La estrategia de respuesta del Ministerio de Política Territorial frente a la reciente oleada de entradas irregulares en la ciudad autónoma de Ceuta pasará por la ejecución de los tratados bilaterales suscritos con el Reino de Marruecos. En intervenciones públicas, el titular del departamento, Ángel Víctor Torres, ha aseverado que los expedientes de retorno se procesarán con arreglo a los mecanismos jurídicos ordinarios, distinguiendo en el procedimiento las garantías específicas aplicables a los grupos vulnerables y a los menores de edad.
El anuncio coincide con un clima de confrontación política al alza, donde las filas del Partido Popular reprochan a la Moncloa la falta de una respuesta de choque proporcionada al desafío fronterizo.

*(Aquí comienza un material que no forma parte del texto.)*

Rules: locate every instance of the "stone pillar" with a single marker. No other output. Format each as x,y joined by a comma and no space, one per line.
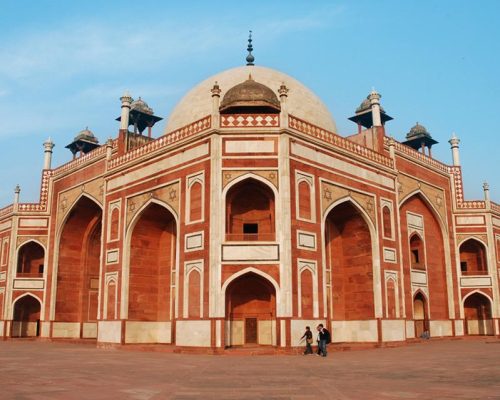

Los representantes de la formación conservadora insisten en que el Ejecutivo central dispone de los recursos de seguridad necesarios para blindar el perímetro del Tarajal, advirtiendo del impacto social y logístico que el incremento de ocupación asistencial ocasiona entre la población local.
Paralelamente, desde la dirección de la oposición se demanda una coordinación policial reforzada para contener los episodios de tensión en la demarcación norteafricana. Mientras los equipos gubernamentales ultiman sus comparecencias institucionales, la gestión de la política exterior y la cooperación con las autoridades marroquíes se sitúan como los ejes clave para contener la crisis migratoria en la zona.